23. The composition of claim 22 which comprises between about 20 mg/ml to about 100 mg/ml of the compound (ON.1210.Na); at least one buffer selected from the group consisting of Tris-EDTA, sodium citrate, potassium citrate, sodium phosphate, potassium phosphate, sodium bicarbonate, potassium bicarbonate, lysine-HCl; Arginine-HCl; a cosolvent within the range of about 40% w/v to about 60% w/v; and, wherein the composition has a pH within the range of about 8 to about 9.
24. The composition of claim 23 which comprises Tris-EDTA buffer composed of Tris within the range of about 0.005M to about 0.5M and EDTA within the range of about 0.0005M to about 0.05M; PEG within the range of about 40% w/v to about 60% w/v; and, wherein the composition has a pH within the range of about 8.3 to about 8.7
25. The composition of claim 24 which comprises Tris-EDTA buffer composed of Tris within the range of about 0.1M to about 0.3M and EDTA within the range of about 0.01M to about 0.03M; PEG 400 within the range of about 40% w/v to about 60% w/v; and, wherein the composition has a pH within the range of about 8.3 to about 8.7
26. The composition of claim 25 which comprises between about 20 mg/ml to about 60 mg/ml of the compound (ON.1210.Na); Tris-EDTA composed of Tris within the range of about 0.15M to about 0.25M and EDTA within the range of about 0.015M to about 0.025M; PEG 400 within the range of about 45% w/v to about 55% w/v; and, wherein the composition has a pH within the range of about 8.4 to about 8.6, and the compound is substantially stable in the composition at about 25° C. for at least about 120 days.
27. The composition of claim 26 which comprises about 25 mg/ml or about 50 mg/ml of the compound (ON. 1210.Na); about 0.2M Tris-EDTA buffer composed of Tris of about 0.2M and EDTA of about 0.02M; about 50% w/v PEG 400; and, wherein the composition has a pH within the range of about 8.4 to about 8.6, and the compound is substantially stable in the composition at about 25° C. for at least about 175 days.
28. A suspension pharmaceutical composition, for administration for reducing toxic effects of ionizing radiation in a subject, comprising an effective amount of at least one radioprotective α,β unsaturated aryl sulfone and at least one hydrophilic wetting agent having an HLB value between about 6 and about 17 in an amount between about 0.1% w/v and about 5% w/v, an agent to effect isotonicity; and, wherein the composition exhibits a pH between about 7.5 and about 9.5.
29. A pharmaceutical composition according to claim 28 comprising between about 20 mg/ml to about 150 mg/ml of at least one radioprotective α,β unsaturated aryl sulfone and at least one hydrophilic wetting agent in an amount between about 0.5% w/v and about 2.5% w/v selected from the group consisting of Sorbitan monopalmitate (Span 40), Sorbitan monolaurate (Span 20), Polyoxyethylene sorbitan tristearate, (Tween 65), Polyoxyethylene sorbitan trioleate, (Tween 85), Polyethylene glycol 400, Polysorbate 60, NF, (Tween 60), Polyoxyethylene monostearate, Polysorbate 80, NF, (Tween 80), Polysorbate 40, NF, (Tween 40), Polysorbate 20, NF, (Tween 20), an agent to effect isotonicity selected from the group consisting of NaCl and manitol; and, a buffer selected from the group consisting of potassium phosphate, trisodium orthophosphate, disodium hydrogen phosphate, sodium bicarbonate, as well as sodium citrate, potassium citrate, N-methylglucamine, L(+) lysine, glycine and L(+) arginine wherein the composition exhibits a pH between about 7.5 and about 9.5.

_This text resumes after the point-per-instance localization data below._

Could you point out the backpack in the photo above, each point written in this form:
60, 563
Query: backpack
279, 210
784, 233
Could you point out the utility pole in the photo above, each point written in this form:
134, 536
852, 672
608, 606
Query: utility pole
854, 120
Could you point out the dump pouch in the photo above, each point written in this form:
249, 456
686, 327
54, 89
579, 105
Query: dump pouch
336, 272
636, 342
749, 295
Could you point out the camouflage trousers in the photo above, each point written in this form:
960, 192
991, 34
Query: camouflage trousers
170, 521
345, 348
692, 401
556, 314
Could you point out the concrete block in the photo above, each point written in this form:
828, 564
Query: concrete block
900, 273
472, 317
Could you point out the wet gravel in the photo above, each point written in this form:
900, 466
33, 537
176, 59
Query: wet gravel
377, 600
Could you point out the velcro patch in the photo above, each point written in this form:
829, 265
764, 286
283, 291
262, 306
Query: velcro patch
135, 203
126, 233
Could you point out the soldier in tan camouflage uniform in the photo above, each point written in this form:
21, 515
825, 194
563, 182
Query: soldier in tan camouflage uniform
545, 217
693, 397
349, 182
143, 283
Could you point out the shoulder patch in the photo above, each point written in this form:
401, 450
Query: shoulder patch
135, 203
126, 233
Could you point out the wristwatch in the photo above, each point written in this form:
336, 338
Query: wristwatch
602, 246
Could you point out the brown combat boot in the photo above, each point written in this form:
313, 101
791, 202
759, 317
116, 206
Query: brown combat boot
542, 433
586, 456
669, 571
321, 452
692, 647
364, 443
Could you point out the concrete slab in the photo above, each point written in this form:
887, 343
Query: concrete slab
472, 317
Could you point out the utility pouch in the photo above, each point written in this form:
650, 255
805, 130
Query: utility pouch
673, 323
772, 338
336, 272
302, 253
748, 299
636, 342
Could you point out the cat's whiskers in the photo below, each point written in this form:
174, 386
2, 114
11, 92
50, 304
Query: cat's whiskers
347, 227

30. The composition of claim 29 wherein the radioprotective α,β unsaturated aryl sulfone is the sodium salt of (E)-4-carboxystyryl-4-chlorobenzylsulfone (ON.1210.Na) in an amount between about 20 mg/ml and about 75 mg/ml, the buffer is potassium phosphate, the isotonicity agent is NaCl, and the hydrophilic wetting agent is tween 80 in an amount of about 1% w/v; and, wherein the composition exhibits a pH between about 8 and about 8.6.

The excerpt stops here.